My son was born at 8:33 am on a Saturday, delivered vaginally at 36 weeks and 3 days gestation. He weighed 6 pounds 3 ounces, and was in the 51st percentile for his gestational age. He latched onto my breast within the first 15 minutes. It was painful for me, but my nurse said his latch was great and that he was eating well. I continued to put him to breast every 3 hours as I had been instructed. We were told that we could see a lactation consultant, but one never came to our room. I was not concerned, since we were told he had a great latch and was feeding well.
On Sunday morning, we found out that he had lost weight and that he was suffering from jaundice and would need phototherapy.

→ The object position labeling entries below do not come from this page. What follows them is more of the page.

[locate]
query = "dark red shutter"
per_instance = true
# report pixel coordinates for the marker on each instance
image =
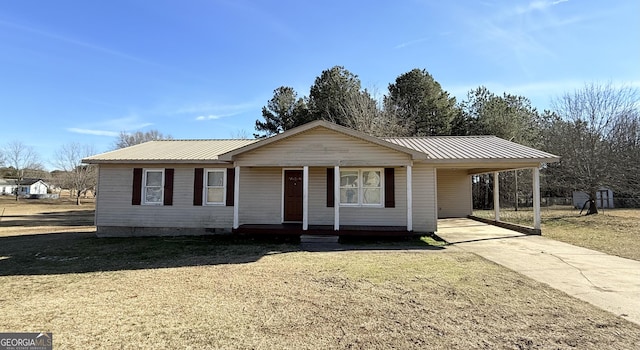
(330, 187)
(198, 183)
(168, 186)
(231, 183)
(136, 194)
(389, 188)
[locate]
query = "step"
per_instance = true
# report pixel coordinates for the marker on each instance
(318, 239)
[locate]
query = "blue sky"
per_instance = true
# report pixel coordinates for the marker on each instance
(82, 71)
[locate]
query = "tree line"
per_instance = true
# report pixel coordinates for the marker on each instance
(595, 129)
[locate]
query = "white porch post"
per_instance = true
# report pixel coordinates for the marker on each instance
(336, 198)
(236, 198)
(409, 198)
(496, 195)
(305, 198)
(536, 198)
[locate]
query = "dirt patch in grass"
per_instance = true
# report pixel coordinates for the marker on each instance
(34, 216)
(234, 293)
(612, 231)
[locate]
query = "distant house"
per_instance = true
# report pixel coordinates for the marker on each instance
(318, 178)
(25, 187)
(604, 198)
(7, 186)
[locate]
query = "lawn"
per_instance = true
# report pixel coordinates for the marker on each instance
(612, 231)
(232, 293)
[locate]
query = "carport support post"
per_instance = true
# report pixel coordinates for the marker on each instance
(496, 195)
(536, 199)
(409, 198)
(305, 198)
(236, 198)
(336, 198)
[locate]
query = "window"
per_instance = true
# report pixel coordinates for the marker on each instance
(361, 187)
(214, 185)
(152, 187)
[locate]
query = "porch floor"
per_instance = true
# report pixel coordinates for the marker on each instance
(345, 230)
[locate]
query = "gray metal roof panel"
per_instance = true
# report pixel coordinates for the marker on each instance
(470, 148)
(170, 150)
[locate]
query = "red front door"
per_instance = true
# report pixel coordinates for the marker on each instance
(293, 195)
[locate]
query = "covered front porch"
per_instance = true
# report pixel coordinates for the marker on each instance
(296, 229)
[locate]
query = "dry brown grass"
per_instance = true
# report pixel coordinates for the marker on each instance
(223, 292)
(612, 231)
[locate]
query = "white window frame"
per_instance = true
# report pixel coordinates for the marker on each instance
(145, 187)
(360, 188)
(205, 186)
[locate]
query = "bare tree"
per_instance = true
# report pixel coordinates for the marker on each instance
(22, 159)
(363, 113)
(79, 177)
(127, 139)
(593, 132)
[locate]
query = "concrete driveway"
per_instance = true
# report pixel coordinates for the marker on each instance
(609, 282)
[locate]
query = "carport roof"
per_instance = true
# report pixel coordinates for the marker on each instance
(472, 148)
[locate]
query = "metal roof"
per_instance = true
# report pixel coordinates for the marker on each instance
(464, 149)
(170, 151)
(471, 148)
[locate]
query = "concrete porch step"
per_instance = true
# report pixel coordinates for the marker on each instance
(318, 239)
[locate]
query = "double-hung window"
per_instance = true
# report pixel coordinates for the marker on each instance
(361, 187)
(153, 186)
(215, 190)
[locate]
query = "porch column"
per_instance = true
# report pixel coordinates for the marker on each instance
(236, 198)
(409, 198)
(305, 198)
(536, 198)
(496, 195)
(336, 198)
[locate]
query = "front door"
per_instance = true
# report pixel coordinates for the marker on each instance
(293, 195)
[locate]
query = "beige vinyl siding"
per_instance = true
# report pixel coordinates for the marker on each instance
(454, 193)
(261, 200)
(115, 209)
(260, 196)
(322, 147)
(424, 204)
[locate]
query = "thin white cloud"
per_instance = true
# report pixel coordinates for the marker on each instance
(209, 117)
(213, 108)
(73, 41)
(94, 132)
(411, 43)
(537, 5)
(111, 127)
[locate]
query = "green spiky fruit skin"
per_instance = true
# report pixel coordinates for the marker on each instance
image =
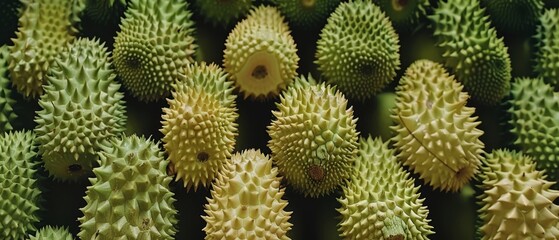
(313, 137)
(547, 47)
(199, 125)
(7, 114)
(19, 189)
(246, 201)
(264, 31)
(358, 50)
(478, 58)
(517, 202)
(436, 132)
(514, 17)
(155, 41)
(45, 27)
(306, 13)
(129, 197)
(81, 106)
(52, 233)
(380, 188)
(223, 13)
(533, 108)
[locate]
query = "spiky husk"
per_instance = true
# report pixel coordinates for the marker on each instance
(358, 50)
(547, 47)
(246, 201)
(52, 233)
(517, 202)
(129, 197)
(18, 185)
(81, 106)
(45, 27)
(199, 125)
(436, 133)
(155, 41)
(478, 58)
(533, 108)
(260, 54)
(313, 137)
(7, 114)
(380, 189)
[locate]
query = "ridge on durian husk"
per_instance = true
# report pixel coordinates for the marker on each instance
(45, 27)
(380, 190)
(260, 54)
(19, 187)
(547, 47)
(313, 137)
(246, 201)
(80, 107)
(52, 233)
(358, 50)
(129, 197)
(155, 41)
(199, 126)
(517, 202)
(472, 49)
(533, 106)
(436, 133)
(7, 114)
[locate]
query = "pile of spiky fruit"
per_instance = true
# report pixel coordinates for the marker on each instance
(279, 119)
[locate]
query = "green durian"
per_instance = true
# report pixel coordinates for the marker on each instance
(517, 202)
(313, 137)
(472, 49)
(19, 189)
(246, 201)
(223, 13)
(199, 125)
(7, 114)
(52, 233)
(81, 106)
(436, 133)
(358, 50)
(306, 13)
(260, 54)
(547, 47)
(155, 41)
(129, 197)
(514, 17)
(45, 27)
(380, 194)
(533, 107)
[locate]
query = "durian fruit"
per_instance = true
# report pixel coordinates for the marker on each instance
(223, 13)
(260, 54)
(52, 233)
(358, 50)
(517, 202)
(7, 114)
(306, 13)
(155, 41)
(81, 106)
(129, 197)
(313, 137)
(199, 125)
(478, 58)
(436, 133)
(45, 27)
(246, 201)
(18, 185)
(380, 196)
(533, 109)
(513, 17)
(547, 47)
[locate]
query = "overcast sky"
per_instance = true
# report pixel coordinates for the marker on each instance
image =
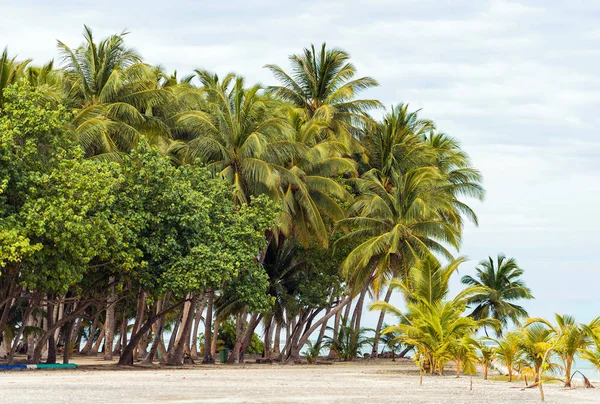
(517, 82)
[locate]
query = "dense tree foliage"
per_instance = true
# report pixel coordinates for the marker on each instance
(138, 207)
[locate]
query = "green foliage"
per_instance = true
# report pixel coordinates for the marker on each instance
(348, 342)
(56, 204)
(502, 286)
(313, 351)
(227, 334)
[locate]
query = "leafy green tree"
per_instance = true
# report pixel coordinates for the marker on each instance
(11, 71)
(502, 287)
(191, 235)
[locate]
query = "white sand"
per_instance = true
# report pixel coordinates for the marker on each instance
(362, 382)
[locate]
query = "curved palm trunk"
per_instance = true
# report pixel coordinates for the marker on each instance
(96, 347)
(277, 339)
(568, 367)
(197, 319)
(213, 345)
(157, 329)
(374, 352)
(110, 322)
(177, 357)
(356, 316)
(91, 337)
(208, 358)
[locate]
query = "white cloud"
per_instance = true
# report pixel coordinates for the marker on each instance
(517, 82)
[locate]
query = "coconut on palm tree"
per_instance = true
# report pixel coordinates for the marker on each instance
(113, 94)
(503, 286)
(323, 83)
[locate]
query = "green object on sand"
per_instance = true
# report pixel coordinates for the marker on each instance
(223, 355)
(57, 366)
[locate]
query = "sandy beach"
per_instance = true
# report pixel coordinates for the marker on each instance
(360, 382)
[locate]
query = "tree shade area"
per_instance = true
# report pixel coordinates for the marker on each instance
(137, 205)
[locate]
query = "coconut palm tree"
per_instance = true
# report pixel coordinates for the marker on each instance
(237, 135)
(508, 351)
(396, 226)
(433, 329)
(487, 355)
(537, 344)
(313, 187)
(396, 143)
(323, 83)
(575, 339)
(504, 286)
(113, 92)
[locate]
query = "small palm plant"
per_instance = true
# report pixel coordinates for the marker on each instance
(575, 338)
(486, 356)
(349, 341)
(392, 342)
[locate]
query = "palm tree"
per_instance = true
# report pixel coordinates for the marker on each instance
(323, 84)
(313, 187)
(575, 339)
(503, 286)
(508, 351)
(396, 143)
(396, 226)
(113, 92)
(537, 342)
(486, 356)
(434, 329)
(238, 137)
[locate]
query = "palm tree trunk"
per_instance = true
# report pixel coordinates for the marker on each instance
(51, 340)
(96, 347)
(268, 339)
(110, 322)
(568, 366)
(208, 358)
(375, 350)
(239, 336)
(188, 318)
(157, 330)
(139, 318)
(356, 316)
(91, 337)
(197, 319)
(277, 339)
(215, 338)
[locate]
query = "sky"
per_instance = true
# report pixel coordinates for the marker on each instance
(517, 82)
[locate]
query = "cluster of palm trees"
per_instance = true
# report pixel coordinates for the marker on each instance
(366, 205)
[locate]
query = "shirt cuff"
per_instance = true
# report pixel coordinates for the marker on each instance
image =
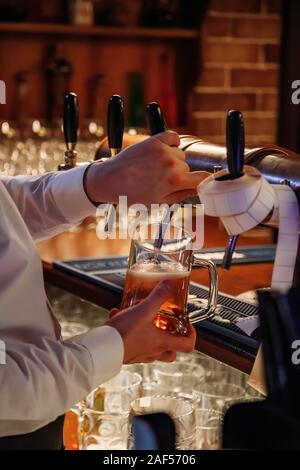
(106, 349)
(69, 194)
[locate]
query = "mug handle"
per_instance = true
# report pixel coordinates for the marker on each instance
(208, 311)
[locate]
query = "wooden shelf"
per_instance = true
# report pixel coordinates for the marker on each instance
(97, 31)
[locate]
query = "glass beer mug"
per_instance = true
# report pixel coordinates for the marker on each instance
(173, 261)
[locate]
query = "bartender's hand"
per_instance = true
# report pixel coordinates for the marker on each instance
(143, 341)
(152, 171)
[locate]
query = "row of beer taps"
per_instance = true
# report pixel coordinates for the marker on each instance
(235, 140)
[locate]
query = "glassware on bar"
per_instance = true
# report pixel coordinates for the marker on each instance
(216, 395)
(116, 394)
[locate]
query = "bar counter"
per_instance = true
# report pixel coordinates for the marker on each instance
(83, 242)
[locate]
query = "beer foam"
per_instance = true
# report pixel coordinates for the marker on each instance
(164, 269)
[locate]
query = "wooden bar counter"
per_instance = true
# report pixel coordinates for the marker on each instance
(83, 242)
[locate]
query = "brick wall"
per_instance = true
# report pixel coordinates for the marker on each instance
(240, 69)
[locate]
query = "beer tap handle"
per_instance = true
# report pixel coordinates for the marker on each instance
(155, 117)
(71, 119)
(115, 131)
(235, 143)
(115, 124)
(70, 128)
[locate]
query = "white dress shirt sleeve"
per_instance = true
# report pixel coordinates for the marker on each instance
(50, 203)
(40, 381)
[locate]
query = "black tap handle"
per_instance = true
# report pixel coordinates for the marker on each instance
(71, 118)
(155, 117)
(235, 143)
(115, 122)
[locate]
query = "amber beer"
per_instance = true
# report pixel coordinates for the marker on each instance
(141, 279)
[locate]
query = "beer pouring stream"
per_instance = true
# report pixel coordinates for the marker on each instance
(235, 144)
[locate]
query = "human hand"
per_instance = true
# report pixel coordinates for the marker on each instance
(152, 171)
(143, 341)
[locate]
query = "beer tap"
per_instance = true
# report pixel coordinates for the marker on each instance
(235, 144)
(70, 126)
(115, 124)
(155, 117)
(115, 131)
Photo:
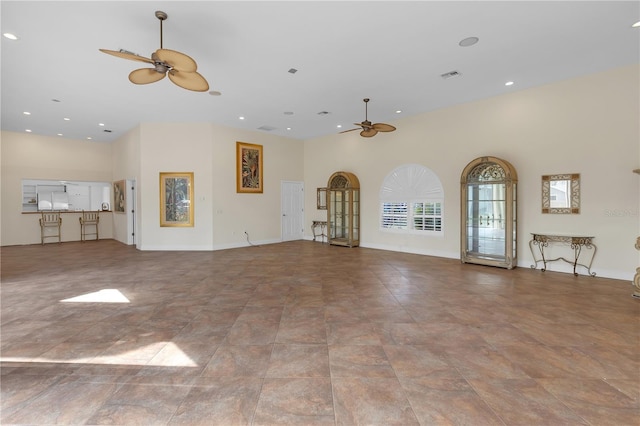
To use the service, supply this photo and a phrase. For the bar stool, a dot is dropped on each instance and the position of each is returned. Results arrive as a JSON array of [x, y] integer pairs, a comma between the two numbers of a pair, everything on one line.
[[88, 220], [50, 220]]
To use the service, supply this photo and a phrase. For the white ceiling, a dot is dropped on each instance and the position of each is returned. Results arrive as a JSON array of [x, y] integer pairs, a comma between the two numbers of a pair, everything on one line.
[[390, 51]]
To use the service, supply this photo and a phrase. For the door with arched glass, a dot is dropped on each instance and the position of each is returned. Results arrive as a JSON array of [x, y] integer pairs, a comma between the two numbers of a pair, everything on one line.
[[488, 214]]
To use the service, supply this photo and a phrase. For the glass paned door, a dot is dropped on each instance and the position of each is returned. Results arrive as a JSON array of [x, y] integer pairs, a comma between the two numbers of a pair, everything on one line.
[[486, 220]]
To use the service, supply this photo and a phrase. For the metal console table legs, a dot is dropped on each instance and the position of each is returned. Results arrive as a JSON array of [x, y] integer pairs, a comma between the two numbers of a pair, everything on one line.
[[577, 244]]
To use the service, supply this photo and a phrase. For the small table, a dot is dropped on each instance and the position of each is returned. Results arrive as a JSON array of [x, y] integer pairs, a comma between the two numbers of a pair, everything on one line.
[[319, 224], [576, 242]]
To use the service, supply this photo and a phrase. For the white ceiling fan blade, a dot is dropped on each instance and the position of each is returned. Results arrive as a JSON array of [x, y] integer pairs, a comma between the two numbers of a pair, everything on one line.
[[177, 60], [126, 55], [383, 127], [145, 76], [189, 80]]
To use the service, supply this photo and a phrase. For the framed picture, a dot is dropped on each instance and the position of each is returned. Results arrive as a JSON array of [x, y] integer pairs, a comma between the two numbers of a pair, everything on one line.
[[119, 196], [322, 199], [176, 199], [248, 167]]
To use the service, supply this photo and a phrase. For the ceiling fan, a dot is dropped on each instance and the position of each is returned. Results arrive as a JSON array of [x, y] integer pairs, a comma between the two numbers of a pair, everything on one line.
[[368, 129], [180, 67]]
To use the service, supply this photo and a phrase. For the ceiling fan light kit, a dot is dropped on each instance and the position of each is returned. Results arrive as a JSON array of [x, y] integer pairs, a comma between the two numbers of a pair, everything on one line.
[[369, 129], [181, 68]]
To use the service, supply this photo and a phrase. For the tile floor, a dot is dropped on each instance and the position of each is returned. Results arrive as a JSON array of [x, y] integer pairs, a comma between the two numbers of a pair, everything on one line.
[[304, 333]]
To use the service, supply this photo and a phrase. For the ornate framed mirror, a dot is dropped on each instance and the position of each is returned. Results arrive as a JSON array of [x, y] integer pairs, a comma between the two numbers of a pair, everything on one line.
[[561, 193]]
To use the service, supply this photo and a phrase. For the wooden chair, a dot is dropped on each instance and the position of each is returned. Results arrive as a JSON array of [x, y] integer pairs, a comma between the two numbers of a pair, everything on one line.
[[50, 220], [88, 220]]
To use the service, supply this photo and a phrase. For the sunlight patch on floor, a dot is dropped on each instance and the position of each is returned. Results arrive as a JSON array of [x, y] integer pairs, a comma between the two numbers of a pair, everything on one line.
[[107, 295], [169, 356]]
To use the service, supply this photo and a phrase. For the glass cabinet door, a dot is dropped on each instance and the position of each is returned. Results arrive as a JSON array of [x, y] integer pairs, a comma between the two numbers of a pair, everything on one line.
[[488, 213], [343, 210]]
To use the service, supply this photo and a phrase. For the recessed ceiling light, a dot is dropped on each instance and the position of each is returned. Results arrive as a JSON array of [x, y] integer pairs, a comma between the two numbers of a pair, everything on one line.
[[469, 41]]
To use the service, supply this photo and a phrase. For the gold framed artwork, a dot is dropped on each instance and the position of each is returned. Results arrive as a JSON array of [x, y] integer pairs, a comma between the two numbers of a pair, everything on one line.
[[321, 202], [176, 199], [249, 167], [119, 196]]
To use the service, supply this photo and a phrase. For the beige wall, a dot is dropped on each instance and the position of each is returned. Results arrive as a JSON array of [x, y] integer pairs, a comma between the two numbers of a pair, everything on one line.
[[221, 214], [27, 156], [588, 125]]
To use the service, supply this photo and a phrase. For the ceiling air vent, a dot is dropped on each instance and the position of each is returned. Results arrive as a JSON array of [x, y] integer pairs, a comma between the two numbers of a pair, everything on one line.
[[450, 74]]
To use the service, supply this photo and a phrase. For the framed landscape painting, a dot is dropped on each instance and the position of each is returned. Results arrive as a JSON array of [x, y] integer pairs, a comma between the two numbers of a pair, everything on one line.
[[119, 197], [248, 167], [176, 199]]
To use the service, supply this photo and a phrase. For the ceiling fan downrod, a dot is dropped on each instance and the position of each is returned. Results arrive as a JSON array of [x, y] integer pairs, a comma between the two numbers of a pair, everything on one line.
[[161, 16]]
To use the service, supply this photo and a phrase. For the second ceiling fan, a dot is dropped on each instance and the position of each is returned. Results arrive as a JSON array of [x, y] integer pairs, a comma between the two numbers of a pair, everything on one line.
[[370, 129], [180, 68]]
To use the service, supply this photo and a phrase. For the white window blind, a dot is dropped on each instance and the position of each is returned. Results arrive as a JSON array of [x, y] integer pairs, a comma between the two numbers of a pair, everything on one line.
[[411, 200]]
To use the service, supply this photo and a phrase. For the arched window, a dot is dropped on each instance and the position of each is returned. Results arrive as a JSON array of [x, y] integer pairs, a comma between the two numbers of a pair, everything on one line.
[[412, 200]]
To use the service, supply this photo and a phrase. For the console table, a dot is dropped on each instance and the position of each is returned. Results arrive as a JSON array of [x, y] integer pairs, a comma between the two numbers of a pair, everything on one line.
[[575, 242], [319, 224]]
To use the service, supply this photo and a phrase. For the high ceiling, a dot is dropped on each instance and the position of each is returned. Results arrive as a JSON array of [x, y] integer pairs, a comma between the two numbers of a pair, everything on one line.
[[390, 51]]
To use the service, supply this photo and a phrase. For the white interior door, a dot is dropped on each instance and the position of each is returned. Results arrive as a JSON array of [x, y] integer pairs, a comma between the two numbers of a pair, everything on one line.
[[292, 209]]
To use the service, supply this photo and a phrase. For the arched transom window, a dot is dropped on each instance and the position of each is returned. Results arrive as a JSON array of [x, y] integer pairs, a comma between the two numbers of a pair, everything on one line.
[[412, 200]]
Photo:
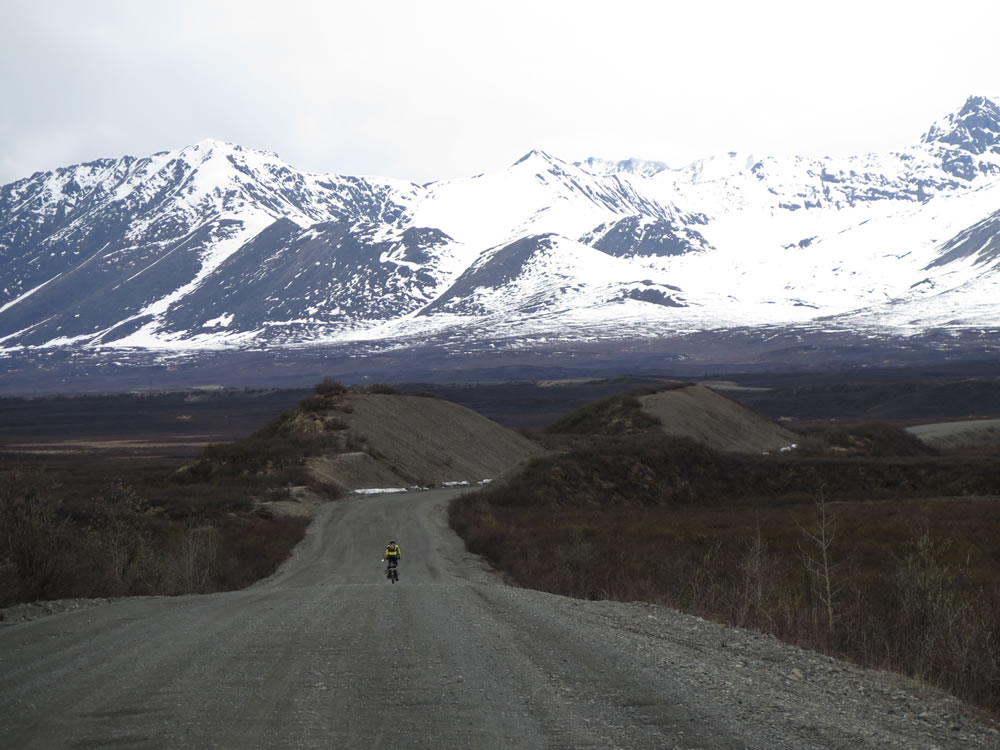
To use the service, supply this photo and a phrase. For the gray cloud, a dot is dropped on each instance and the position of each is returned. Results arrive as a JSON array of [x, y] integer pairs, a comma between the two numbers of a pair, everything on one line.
[[426, 90]]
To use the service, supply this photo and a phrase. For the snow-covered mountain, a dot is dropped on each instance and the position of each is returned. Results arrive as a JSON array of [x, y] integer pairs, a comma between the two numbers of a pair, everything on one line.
[[217, 246]]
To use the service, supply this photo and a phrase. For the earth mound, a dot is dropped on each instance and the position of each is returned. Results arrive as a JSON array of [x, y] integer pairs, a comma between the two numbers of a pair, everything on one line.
[[401, 441], [700, 413], [973, 433]]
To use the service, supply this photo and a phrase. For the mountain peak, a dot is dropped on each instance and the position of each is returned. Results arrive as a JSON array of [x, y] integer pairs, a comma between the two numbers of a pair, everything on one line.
[[632, 165], [537, 155], [974, 128]]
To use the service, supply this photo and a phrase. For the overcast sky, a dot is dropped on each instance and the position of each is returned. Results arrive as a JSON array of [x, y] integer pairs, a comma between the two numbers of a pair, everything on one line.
[[431, 90]]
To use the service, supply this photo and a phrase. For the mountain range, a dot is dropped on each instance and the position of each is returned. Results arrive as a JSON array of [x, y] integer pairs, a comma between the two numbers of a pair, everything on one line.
[[219, 247]]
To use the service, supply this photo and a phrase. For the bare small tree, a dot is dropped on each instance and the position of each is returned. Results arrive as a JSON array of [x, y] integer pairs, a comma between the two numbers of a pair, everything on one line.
[[817, 558]]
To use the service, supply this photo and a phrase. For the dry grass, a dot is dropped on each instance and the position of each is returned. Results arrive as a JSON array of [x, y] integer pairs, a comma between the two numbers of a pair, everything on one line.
[[892, 562]]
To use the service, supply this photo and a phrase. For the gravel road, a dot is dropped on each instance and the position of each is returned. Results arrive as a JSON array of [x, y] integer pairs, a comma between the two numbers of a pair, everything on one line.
[[327, 654]]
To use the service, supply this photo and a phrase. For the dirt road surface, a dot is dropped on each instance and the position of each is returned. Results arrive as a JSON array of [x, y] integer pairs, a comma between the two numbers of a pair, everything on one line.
[[327, 654]]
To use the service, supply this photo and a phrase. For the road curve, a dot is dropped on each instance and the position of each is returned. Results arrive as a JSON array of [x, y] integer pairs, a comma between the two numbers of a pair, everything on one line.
[[327, 654]]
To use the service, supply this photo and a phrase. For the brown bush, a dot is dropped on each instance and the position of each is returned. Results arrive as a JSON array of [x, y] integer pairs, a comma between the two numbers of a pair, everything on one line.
[[743, 540]]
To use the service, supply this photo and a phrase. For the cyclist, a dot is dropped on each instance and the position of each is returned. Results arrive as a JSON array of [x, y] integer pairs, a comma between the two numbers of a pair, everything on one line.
[[392, 554]]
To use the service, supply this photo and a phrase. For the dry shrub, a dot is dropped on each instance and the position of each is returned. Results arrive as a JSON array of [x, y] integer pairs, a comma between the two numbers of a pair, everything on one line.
[[753, 542]]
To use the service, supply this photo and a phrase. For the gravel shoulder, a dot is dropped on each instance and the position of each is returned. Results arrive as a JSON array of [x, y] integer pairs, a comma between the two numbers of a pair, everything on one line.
[[326, 653]]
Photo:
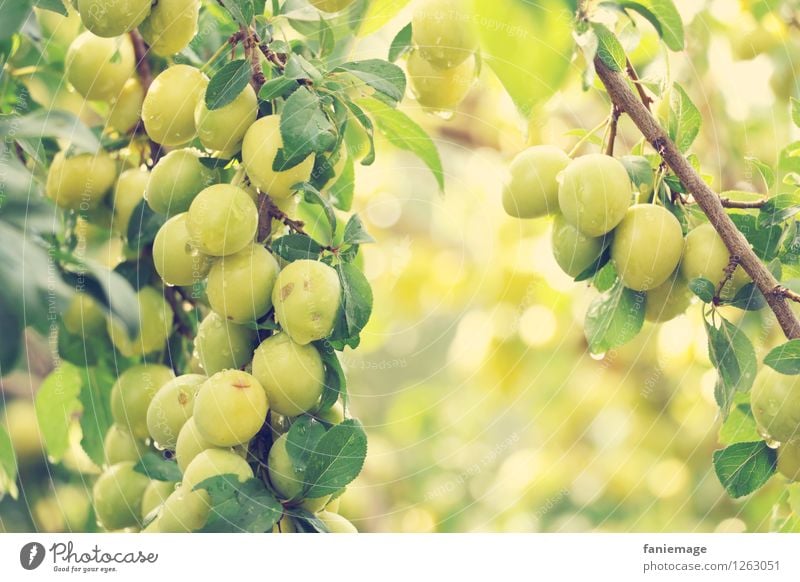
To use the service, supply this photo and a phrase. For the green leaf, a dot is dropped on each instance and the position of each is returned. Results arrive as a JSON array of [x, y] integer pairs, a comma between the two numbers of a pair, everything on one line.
[[404, 133], [528, 45], [305, 129], [386, 78], [51, 123], [609, 48], [683, 124], [401, 44], [295, 247], [664, 17], [57, 406], [158, 468], [614, 319], [743, 468], [337, 459], [8, 465], [703, 288], [239, 507], [355, 233], [228, 83], [785, 359], [779, 208]]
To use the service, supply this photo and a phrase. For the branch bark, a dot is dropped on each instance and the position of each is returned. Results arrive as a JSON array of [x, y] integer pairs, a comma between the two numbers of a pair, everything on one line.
[[623, 97]]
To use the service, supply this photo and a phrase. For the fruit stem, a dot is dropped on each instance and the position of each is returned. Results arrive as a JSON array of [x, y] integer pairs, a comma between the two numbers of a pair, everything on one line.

The medical staff told us that weight loss was normal and that his bilirubin levels were “borderline,” so the photo-therapy was just a preventative measure. Throughout the day he alternated between lethargy and crying. He only voided a few times, and his urine was very dark. His latch was still very painful, but I kept bringing him to breast to nurse every 3 hours. He never seemed to calm down after nursing.
When he became inconsolable on Sunday night, known as the ‘Second-Night-Syndrome’ a nurse instructed us to continue trying to give him a pacifier and that he would settle eventually. He began screaming at my breast and refused to latch. There were no lactation consultants available at the hospital on Sundays. Another nurse brought in a Lansinoh latch assist, although my nipples were not flat or inverted. She instructed me to use the latch assist to draw out drops of colostrum, which I then swept out of the bulb with my finger and fed to my son. I did this for several hours. There were blood blisters on both of my nipples and I had not slept since the Thursday night before. My son eventually fell asleep in the early hours of the morning.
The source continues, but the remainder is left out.